If slope = {up, flat} predict Attack. Otherwise, predict Stable.")
# Print the summary statistics
custom_FFT
## Heidi's Tree
## FFT #1 predicts diagnosis using 3 cues: {chol,age,slope}
##
## [1] If chol > 300, predict Attack.
## [2] If age < 50, predict Stable.
## [3] If slope != {up,flat}, predict Stable, otherwise, predict Attack.
##
## train test
## cases :n 150.00 153.00
## speed :mcu 2.41 2.49
## frugality :pci 0.83 0.82
## accuracy :acc 0.59 0.54
## weighted :wacc 0.61 0.55
## sensitivity :sens 0.80 0.77
## specificity :spec 0.42 0.34
##
## pars: algorithm = 'ifan', goal = 'wacc', goal.chase = 'bacc', sens.w = 0.5, max.levels = 4
# Plot Heidi's tree and accuracy statistics
plot(custom_FFT, data = "test")
The new tree is much, much worse than the tree the internal algorithm came up with. While the tree generated by FFTrees had an overall accuracy of 82%, the new tree is only 54% accurate!
Moreover, you can see very few patients (only 21) are classified as having a heart attack after the first node based on their cholesterol level, and of those, only 12 / 21 (57%) were really having heart attacks.
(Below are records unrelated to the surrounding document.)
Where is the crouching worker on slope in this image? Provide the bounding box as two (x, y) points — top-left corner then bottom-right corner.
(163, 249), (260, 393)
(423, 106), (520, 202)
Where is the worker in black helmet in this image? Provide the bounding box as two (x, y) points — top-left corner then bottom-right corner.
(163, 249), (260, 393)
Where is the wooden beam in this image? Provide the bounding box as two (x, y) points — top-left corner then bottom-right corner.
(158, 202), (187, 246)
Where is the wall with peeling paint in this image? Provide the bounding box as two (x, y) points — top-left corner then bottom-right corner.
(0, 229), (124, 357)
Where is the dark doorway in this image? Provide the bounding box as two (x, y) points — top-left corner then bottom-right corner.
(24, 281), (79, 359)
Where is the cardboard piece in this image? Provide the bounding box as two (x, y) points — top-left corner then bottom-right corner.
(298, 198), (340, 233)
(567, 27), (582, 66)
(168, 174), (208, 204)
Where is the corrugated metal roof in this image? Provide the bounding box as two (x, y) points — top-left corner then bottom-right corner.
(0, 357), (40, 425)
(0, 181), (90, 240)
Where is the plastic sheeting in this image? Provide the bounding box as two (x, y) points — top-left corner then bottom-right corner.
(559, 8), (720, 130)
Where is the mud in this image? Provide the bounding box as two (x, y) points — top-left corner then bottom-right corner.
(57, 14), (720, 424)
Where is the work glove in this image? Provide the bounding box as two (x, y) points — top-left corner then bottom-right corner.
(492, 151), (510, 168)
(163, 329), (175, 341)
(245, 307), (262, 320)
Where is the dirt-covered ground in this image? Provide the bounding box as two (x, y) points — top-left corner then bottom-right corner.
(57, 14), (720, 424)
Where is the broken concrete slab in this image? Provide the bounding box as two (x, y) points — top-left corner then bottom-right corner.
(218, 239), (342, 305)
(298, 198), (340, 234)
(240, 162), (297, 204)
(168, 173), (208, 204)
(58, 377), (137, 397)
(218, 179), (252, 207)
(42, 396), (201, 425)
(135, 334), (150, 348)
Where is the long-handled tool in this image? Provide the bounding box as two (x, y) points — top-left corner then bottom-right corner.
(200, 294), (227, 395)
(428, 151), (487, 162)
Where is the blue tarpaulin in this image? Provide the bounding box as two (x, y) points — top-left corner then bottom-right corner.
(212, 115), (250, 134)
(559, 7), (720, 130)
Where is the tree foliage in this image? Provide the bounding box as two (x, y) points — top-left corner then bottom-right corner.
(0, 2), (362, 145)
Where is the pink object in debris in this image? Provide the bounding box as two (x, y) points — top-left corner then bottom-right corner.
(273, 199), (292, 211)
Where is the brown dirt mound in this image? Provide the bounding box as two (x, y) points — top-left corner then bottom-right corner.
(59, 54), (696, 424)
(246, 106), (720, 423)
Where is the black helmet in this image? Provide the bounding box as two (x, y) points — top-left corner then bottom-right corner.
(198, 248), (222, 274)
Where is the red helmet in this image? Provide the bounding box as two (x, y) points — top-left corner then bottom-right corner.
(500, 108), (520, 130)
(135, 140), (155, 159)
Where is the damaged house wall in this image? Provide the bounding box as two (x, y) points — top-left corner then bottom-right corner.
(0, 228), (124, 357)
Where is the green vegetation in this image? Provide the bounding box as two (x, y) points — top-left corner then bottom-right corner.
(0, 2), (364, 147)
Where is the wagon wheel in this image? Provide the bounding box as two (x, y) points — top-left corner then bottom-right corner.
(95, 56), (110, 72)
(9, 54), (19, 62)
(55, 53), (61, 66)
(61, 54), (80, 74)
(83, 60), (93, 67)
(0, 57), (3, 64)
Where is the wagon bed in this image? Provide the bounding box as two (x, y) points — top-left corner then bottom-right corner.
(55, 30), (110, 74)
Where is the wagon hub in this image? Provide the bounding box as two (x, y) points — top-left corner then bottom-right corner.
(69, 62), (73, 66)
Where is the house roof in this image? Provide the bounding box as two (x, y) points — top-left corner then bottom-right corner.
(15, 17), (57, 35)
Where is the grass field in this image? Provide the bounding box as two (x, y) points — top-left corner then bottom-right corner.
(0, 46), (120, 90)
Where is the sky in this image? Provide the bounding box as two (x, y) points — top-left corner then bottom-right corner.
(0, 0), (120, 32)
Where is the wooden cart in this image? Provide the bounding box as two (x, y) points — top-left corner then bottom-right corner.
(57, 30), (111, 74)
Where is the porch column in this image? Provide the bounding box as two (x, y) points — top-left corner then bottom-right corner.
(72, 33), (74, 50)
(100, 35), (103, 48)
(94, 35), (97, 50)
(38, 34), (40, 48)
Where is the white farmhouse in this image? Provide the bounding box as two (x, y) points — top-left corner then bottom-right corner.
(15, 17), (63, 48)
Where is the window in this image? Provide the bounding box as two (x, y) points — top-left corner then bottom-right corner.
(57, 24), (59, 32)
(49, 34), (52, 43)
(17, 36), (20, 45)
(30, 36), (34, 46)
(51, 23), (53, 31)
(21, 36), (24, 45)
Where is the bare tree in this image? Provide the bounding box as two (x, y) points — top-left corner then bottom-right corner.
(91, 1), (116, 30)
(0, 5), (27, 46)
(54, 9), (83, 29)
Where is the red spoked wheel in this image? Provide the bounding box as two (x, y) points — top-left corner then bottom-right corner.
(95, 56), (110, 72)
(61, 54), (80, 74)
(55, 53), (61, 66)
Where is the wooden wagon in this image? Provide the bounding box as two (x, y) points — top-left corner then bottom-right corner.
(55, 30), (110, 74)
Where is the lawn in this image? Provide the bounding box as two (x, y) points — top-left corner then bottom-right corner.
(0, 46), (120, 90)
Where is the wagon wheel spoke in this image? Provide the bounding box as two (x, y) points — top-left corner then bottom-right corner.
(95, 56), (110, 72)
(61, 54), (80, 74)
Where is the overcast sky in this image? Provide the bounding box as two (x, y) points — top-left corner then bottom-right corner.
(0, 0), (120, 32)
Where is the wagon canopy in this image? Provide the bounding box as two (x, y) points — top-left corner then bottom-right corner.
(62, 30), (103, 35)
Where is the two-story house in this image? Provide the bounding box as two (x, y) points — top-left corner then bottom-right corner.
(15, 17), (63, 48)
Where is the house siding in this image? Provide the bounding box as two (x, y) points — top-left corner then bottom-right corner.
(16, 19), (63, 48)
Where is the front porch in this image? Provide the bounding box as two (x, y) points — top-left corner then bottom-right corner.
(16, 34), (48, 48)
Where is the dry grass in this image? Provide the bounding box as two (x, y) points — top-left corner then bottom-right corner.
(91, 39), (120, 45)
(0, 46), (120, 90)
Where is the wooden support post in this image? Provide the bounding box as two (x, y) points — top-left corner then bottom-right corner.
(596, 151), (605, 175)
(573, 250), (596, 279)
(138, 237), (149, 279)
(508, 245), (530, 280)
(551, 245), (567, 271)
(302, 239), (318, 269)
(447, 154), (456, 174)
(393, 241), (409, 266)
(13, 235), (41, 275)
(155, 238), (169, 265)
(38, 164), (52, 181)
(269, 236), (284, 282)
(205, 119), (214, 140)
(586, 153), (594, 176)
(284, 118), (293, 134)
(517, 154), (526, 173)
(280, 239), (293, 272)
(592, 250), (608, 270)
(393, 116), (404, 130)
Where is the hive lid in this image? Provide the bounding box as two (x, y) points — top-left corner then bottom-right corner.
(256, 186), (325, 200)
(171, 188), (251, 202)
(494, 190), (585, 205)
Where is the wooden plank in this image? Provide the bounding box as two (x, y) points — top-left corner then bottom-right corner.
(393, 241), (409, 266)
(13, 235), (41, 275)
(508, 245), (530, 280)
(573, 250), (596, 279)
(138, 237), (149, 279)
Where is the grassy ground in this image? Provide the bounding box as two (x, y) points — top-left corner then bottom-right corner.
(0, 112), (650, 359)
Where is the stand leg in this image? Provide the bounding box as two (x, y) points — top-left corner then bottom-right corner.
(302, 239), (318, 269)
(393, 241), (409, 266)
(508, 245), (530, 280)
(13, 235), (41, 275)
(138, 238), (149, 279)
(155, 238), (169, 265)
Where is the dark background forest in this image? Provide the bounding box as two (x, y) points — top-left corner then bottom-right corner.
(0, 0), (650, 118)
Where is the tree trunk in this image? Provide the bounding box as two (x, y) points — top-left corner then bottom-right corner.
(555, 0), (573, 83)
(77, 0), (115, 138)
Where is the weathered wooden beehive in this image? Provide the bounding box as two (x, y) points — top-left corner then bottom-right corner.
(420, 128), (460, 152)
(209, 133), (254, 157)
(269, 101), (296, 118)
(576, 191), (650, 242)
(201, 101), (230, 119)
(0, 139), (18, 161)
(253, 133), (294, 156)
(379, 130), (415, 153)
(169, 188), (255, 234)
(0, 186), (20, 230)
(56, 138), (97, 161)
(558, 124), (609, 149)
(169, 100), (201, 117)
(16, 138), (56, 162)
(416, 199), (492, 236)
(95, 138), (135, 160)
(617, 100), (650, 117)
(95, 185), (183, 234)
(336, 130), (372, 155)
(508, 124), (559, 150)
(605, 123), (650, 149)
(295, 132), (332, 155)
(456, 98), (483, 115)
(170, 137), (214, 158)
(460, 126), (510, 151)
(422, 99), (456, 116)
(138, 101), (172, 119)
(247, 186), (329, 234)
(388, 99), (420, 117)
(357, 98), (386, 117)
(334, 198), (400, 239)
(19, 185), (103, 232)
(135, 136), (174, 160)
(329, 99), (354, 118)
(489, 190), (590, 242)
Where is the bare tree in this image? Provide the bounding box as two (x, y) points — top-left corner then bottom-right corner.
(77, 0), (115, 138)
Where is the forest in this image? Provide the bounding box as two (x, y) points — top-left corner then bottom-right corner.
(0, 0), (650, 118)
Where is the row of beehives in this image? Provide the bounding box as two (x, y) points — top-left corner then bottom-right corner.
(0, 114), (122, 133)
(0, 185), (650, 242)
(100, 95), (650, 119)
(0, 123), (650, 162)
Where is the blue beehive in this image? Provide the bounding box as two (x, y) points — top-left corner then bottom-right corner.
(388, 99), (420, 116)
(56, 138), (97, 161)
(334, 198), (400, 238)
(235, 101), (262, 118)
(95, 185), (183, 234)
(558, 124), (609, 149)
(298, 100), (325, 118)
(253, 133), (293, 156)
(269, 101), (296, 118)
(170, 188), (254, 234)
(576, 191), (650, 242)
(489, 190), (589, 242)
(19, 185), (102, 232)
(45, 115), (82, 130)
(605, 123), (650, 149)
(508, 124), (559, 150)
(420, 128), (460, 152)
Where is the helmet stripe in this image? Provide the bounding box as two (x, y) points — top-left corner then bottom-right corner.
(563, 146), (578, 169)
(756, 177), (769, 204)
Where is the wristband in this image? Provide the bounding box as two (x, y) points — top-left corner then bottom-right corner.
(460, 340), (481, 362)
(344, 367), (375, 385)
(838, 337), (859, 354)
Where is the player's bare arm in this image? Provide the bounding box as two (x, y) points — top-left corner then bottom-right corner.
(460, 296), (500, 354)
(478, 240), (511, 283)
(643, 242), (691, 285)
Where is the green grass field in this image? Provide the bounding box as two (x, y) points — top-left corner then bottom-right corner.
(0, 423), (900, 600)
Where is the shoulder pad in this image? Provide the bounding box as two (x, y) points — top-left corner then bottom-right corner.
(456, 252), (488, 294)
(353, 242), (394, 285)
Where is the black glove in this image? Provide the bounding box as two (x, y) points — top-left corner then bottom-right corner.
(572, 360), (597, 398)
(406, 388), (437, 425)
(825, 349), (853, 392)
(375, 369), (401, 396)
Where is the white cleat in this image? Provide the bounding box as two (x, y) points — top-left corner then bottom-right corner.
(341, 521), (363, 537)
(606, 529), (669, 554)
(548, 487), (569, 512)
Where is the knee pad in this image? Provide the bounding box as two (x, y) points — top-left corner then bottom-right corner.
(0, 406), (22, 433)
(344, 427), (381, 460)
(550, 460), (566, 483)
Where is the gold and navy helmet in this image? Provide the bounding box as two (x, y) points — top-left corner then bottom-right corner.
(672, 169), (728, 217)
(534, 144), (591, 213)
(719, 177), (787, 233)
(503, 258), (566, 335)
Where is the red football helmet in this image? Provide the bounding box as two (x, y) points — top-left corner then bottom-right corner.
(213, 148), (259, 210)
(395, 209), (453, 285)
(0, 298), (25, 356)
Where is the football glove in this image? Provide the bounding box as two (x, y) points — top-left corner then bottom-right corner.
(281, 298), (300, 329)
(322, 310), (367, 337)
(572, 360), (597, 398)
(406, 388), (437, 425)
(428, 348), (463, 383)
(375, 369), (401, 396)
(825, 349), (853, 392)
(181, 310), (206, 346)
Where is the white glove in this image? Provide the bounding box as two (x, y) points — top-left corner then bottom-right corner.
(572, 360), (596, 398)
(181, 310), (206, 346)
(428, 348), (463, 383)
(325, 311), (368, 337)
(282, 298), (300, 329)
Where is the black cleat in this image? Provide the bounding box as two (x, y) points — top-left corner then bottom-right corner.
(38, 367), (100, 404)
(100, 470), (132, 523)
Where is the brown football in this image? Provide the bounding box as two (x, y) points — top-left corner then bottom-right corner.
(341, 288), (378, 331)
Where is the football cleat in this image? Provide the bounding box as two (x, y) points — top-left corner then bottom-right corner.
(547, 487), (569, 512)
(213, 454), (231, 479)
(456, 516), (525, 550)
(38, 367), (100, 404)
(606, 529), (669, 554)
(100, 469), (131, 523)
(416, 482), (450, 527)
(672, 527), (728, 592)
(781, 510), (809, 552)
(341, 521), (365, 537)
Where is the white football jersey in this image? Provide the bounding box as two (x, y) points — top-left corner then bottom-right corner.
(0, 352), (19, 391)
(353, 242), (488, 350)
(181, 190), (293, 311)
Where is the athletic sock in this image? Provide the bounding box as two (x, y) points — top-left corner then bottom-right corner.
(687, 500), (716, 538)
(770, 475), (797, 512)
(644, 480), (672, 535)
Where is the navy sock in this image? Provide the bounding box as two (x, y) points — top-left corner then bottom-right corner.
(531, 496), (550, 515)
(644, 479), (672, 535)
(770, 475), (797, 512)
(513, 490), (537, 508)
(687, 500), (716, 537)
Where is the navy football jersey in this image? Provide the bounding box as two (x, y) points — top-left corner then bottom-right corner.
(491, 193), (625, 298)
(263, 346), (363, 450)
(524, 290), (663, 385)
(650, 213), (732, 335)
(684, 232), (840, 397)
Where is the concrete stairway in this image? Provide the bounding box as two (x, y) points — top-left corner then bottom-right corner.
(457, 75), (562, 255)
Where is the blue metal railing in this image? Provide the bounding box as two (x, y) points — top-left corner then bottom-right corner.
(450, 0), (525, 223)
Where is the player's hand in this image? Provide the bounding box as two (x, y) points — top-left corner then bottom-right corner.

In contrast, for the tree created by FFTrees
, a full 72 patients are classified after the first node based on their value of thal
, and of these, 75% were truly having heart attacks.
We can use trees to predict classes (and their probabilities) for new datasets, and create trees that minimise different classification error costs (for example, when the cost of a miss is much higher than the cost of a false alarm).
Check out the package vignette by running FFTrees.guide()
.
FFTrees.guide()
Fast-and-frugal decision trees are great options when you need a simple, transparent decision algorithm that can easily be communicated and applied, either by a person or a computer.
Although fast-and-frugal trees are great for medical decisions (Green & Mehr, 1997), they can be created from any dataset with a binary criterion, from predicting whether or not a bank will fail (Neth et al., 2014), to predicting a judge’s bailing decisions (Dhami & Ayton, 2001).